Sète : le mystère des horodateurs impunis avant le scrutin municipal
Chaque lundi, le Poufre sétois, cette figure locale bien connue, plonge ses ventouses dans les eaux troubles de l'actualité sétoise. Ce lundi 2 mars 2026, son attention s'est portée sur un phénomène pour le moins surprenant : la discrétion inhabituelle des policiers municipaux autour des horodateurs du centre-ville, à quelques semaines seulement des élections municipales.

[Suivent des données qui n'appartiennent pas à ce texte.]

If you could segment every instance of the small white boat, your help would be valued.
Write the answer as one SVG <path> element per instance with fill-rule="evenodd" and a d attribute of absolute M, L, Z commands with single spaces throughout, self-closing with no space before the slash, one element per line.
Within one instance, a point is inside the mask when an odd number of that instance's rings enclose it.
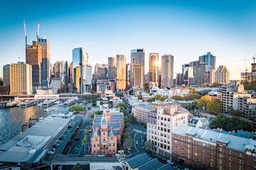
<path fill-rule="evenodd" d="M 46 108 L 46 109 L 45 110 L 45 111 L 50 111 L 50 110 L 53 110 L 53 109 L 55 109 L 55 108 Z"/>

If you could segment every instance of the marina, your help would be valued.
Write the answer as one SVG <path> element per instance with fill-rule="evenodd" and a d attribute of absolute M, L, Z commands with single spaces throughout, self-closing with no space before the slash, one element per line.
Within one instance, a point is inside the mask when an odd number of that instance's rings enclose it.
<path fill-rule="evenodd" d="M 21 108 L 30 107 L 33 105 L 36 105 L 38 103 L 38 101 L 37 100 L 27 101 L 21 103 L 19 105 L 19 107 L 21 107 Z"/>
<path fill-rule="evenodd" d="M 8 101 L 1 101 L 0 102 L 0 108 L 5 108 Z"/>
<path fill-rule="evenodd" d="M 16 106 L 17 104 L 19 104 L 21 103 L 21 101 L 20 100 L 17 100 L 17 101 L 11 101 L 9 103 L 6 103 L 6 108 L 11 108 L 11 107 L 14 107 L 14 106 Z"/>

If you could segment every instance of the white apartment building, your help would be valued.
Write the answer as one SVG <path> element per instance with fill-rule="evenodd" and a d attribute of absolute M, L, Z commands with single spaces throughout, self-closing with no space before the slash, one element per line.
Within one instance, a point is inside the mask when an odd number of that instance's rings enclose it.
<path fill-rule="evenodd" d="M 244 91 L 240 81 L 231 81 L 221 87 L 221 105 L 224 113 L 228 112 L 228 106 L 234 110 L 242 110 L 243 100 L 251 97 L 250 94 Z"/>
<path fill-rule="evenodd" d="M 151 103 L 148 102 L 137 103 L 132 106 L 132 114 L 136 120 L 140 123 L 146 123 L 146 116 L 151 111 Z"/>
<path fill-rule="evenodd" d="M 154 152 L 171 158 L 172 132 L 180 125 L 188 125 L 188 113 L 179 103 L 151 103 L 151 110 L 147 115 L 146 135 Z"/>

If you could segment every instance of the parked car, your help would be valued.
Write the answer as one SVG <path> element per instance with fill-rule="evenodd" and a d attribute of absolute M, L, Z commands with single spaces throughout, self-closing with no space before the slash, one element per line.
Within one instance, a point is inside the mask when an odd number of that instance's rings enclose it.
<path fill-rule="evenodd" d="M 52 151 L 52 150 L 48 150 L 48 151 L 47 152 L 47 153 L 48 153 L 48 154 L 54 154 L 54 152 Z"/>
<path fill-rule="evenodd" d="M 169 164 L 171 164 L 171 165 L 174 165 L 174 163 L 172 162 L 171 160 L 168 160 L 168 161 L 167 161 L 167 163 L 169 163 Z"/>
<path fill-rule="evenodd" d="M 112 157 L 113 155 L 108 154 L 106 155 L 106 157 Z"/>

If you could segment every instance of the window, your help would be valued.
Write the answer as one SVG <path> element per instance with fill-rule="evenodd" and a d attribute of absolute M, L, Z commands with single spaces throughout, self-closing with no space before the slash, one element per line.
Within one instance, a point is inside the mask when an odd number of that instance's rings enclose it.
<path fill-rule="evenodd" d="M 202 164 L 206 164 L 206 160 L 205 160 L 205 159 L 203 159 L 203 160 L 202 160 Z"/>
<path fill-rule="evenodd" d="M 222 159 L 219 159 L 220 164 L 222 164 Z"/>

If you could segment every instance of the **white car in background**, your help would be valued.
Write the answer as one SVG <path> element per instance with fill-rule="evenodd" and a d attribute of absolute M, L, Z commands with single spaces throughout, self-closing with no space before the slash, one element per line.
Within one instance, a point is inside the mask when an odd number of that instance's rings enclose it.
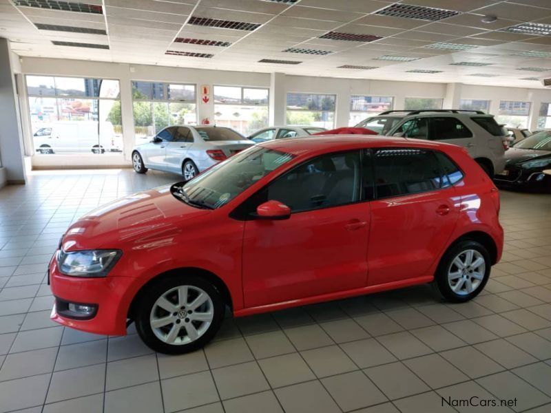
<path fill-rule="evenodd" d="M 295 136 L 309 136 L 313 134 L 326 131 L 324 127 L 316 126 L 271 126 L 261 129 L 249 136 L 249 138 L 256 143 L 266 142 L 272 139 L 283 139 L 284 138 L 295 138 Z"/>
<path fill-rule="evenodd" d="M 253 146 L 229 127 L 169 126 L 147 143 L 132 150 L 132 166 L 138 173 L 148 169 L 181 173 L 189 180 L 200 172 Z"/>

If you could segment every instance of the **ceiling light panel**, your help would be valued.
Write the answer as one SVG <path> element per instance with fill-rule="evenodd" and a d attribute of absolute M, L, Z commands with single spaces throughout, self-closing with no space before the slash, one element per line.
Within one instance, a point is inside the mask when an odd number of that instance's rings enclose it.
<path fill-rule="evenodd" d="M 414 60 L 419 60 L 419 57 L 407 57 L 406 56 L 388 56 L 387 54 L 375 57 L 374 60 L 389 60 L 397 62 L 410 62 Z"/>
<path fill-rule="evenodd" d="M 15 6 L 21 7 L 33 7 L 50 10 L 78 12 L 79 13 L 92 13 L 94 14 L 103 14 L 103 9 L 101 6 L 86 4 L 85 3 L 56 1 L 55 0 L 13 0 L 13 3 Z"/>
<path fill-rule="evenodd" d="M 258 61 L 259 63 L 275 63 L 276 65 L 298 65 L 302 62 L 295 61 L 282 61 L 273 59 L 262 59 Z"/>
<path fill-rule="evenodd" d="M 318 54 L 319 56 L 326 56 L 331 54 L 333 52 L 329 50 L 317 50 L 315 49 L 300 49 L 297 47 L 289 47 L 285 49 L 283 52 L 286 53 L 302 53 L 303 54 Z"/>
<path fill-rule="evenodd" d="M 407 73 L 441 73 L 442 70 L 428 70 L 426 69 L 413 69 L 413 70 L 406 70 Z"/>
<path fill-rule="evenodd" d="M 59 41 L 52 40 L 52 43 L 56 46 L 71 46 L 72 47 L 87 47 L 88 49 L 109 49 L 107 45 L 96 45 L 95 43 L 81 43 L 73 41 Z"/>
<path fill-rule="evenodd" d="M 357 69 L 359 70 L 371 70 L 371 69 L 378 69 L 377 66 L 357 66 L 355 65 L 343 65 L 339 66 L 337 69 Z"/>
<path fill-rule="evenodd" d="M 219 46 L 220 47 L 227 47 L 231 43 L 229 41 L 220 41 L 218 40 L 203 40 L 201 39 L 188 39 L 187 37 L 176 37 L 174 39 L 176 43 L 185 43 L 190 45 L 200 45 L 202 46 Z"/>
<path fill-rule="evenodd" d="M 454 66 L 489 66 L 492 63 L 483 63 L 481 62 L 457 62 L 450 64 Z"/>
<path fill-rule="evenodd" d="M 74 26 L 56 25 L 53 24 L 43 24 L 35 23 L 34 25 L 39 30 L 53 30 L 55 32 L 70 32 L 72 33 L 86 33 L 87 34 L 107 35 L 107 32 L 101 29 L 90 29 L 88 28 L 76 28 Z"/>
<path fill-rule="evenodd" d="M 381 16 L 391 16 L 393 17 L 414 19 L 415 20 L 428 20 L 430 21 L 437 21 L 452 16 L 457 16 L 459 14 L 459 12 L 456 10 L 448 10 L 399 3 L 391 4 L 375 13 L 375 14 Z"/>
<path fill-rule="evenodd" d="M 547 36 L 551 34 L 551 24 L 544 24 L 543 23 L 522 23 L 514 26 L 503 28 L 500 32 Z"/>
<path fill-rule="evenodd" d="M 167 50 L 165 54 L 171 56 L 187 56 L 188 57 L 202 57 L 204 59 L 211 59 L 214 54 L 209 53 L 196 53 L 194 52 L 180 52 L 180 50 Z"/>
<path fill-rule="evenodd" d="M 437 43 L 425 46 L 426 49 L 439 49 L 441 50 L 471 50 L 478 46 L 472 45 L 464 45 L 461 43 Z"/>
<path fill-rule="evenodd" d="M 189 24 L 193 25 L 205 26 L 207 28 L 218 28 L 220 29 L 231 29 L 233 30 L 246 30 L 252 32 L 260 27 L 258 23 L 247 23 L 245 21 L 233 21 L 231 20 L 220 20 L 219 19 L 210 19 L 209 17 L 198 17 L 191 16 Z"/>
<path fill-rule="evenodd" d="M 354 33 L 341 33 L 340 32 L 329 32 L 323 36 L 320 36 L 320 39 L 329 39 L 329 40 L 343 40 L 346 41 L 360 41 L 367 43 L 382 39 L 380 36 L 374 34 L 357 34 Z"/>

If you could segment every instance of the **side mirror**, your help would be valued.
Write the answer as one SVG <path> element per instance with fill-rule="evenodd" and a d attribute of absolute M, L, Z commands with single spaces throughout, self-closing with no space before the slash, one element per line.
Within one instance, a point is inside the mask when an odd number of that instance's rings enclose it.
<path fill-rule="evenodd" d="M 291 208 L 279 201 L 267 201 L 256 208 L 260 220 L 287 220 L 291 216 Z"/>

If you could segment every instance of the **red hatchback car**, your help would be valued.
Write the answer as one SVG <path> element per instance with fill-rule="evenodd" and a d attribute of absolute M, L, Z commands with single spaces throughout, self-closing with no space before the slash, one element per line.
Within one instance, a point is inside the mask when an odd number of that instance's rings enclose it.
<path fill-rule="evenodd" d="M 73 224 L 49 266 L 52 318 L 165 353 L 244 316 L 434 281 L 484 287 L 501 255 L 497 190 L 462 148 L 362 136 L 255 145 L 187 183 Z"/>

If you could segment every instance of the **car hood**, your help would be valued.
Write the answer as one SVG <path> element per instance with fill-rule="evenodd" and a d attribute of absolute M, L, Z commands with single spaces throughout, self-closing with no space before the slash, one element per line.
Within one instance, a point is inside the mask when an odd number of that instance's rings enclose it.
<path fill-rule="evenodd" d="M 514 147 L 505 152 L 505 159 L 508 166 L 517 165 L 527 160 L 545 158 L 551 158 L 551 152 L 538 149 L 523 149 Z"/>
<path fill-rule="evenodd" d="M 155 188 L 116 200 L 79 218 L 65 233 L 63 249 L 150 244 L 210 212 L 177 200 L 169 185 Z"/>

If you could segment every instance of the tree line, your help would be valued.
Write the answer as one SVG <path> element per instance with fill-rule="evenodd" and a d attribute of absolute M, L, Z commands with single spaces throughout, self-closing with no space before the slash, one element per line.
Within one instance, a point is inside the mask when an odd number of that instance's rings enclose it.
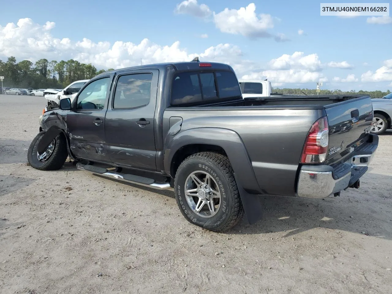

Un stationnement tentaculaire et impuni
Notre céphalopode préféré a mené sa propre expérience, garant ses multiples ventouses à divers endroits stratégiques de la ville sans jamais s'acquitter de la redevance aux horodateurs. Du quai aux abords du théâtre Molière, en passant par la rue Euzet et les Halles, il a occupé l'espace public pendant plusieurs heures, s'attendant à recevoir plusieurs procès-verbaux pour stationnement irrégulier.
Surprise de taille : aucune amende n'est venue enrichir sa boîte aux lettres du 1 impasse de la Vase. Cette impunité inattendue a immédiatement suscité son interrogation, d'autant que la période électorale bat son plein.
La période électorale, un moment singulier
Comme dans toutes les villes de France, une campagne des élections municipales représente un moment particulier, voire singulier, dans la vie locale. Les coulisses bruissent d'activités et de stratégies que seuls des observateurs particulièrement bien équipés pourraient totalement décrypter.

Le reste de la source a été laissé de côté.